If I could go back in time and talk to myself as a high school senior, I would tell myself that I need to take the college advice more serious then what I did. Knowing what I know now about college then and now, I would have listened to the teachers more attentively and would have been more willing and open about the speeches that were given about college. I came from a small town, and college wasn't something the majority of people chose. I am the first out of my family to attend college, it has been a very fun, stressful, and challenging experience. In high school, I would have taught myself more responsiblity, self-discipline, time managment, and learn how to set priorities first because you only have yourself to rely on in college. I would tell myself when a task is due, it's due. You only have one opportunity to do it in college and no second chances. The advice I would give myself is to be more assertive, make thoughtful decisions, manage time and plan ahead, set goals to challenge myself in difficult courses, and overall take control of my education, results count!
Approaching the end of my college career at this point, I often wish I could back in time to that final year of high school and tell myself to go to a university and pursue what I deeply desired instead of allowing fear to dictate my path. I'd further tell myself to not be afraid to venture out on my own. I've learned alot about myself since I first started college and it has been a very positive experience. Going to community college gave me a chance to dabble in different interests--literature, fine arts, business if given a second chance I would not squander my time I would explore these interests at a university. I'd also remind myself of the network of people I wouldn't want to miss out on meeting at a four year institution. I would tell my younger, naive self not to take for granted the oppertunity that was in front of me by wallowing in the fact that high schoold didn't go the way I wanted it to. All this said, I cannot go back. I can only move foward and make the most of what lies ahead.

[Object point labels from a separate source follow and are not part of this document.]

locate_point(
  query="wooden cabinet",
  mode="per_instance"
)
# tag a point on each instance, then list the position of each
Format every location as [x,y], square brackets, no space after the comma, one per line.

I would tell myself not to get too involved with just hanging out with friends and actually buckle down OFTEN and get work done. Also, I would tell myself not to go home EVERY weekend and actually immerse myself into the college life and join clubs and get involved more academically. Don't do the bare minimum. Actually concentrate more in class on the lessons and lectures and not on what I was doing when I was done with class. Be prepared for the crazy things that can happen and learn time management better. Don't stress about too many things just take one at a time.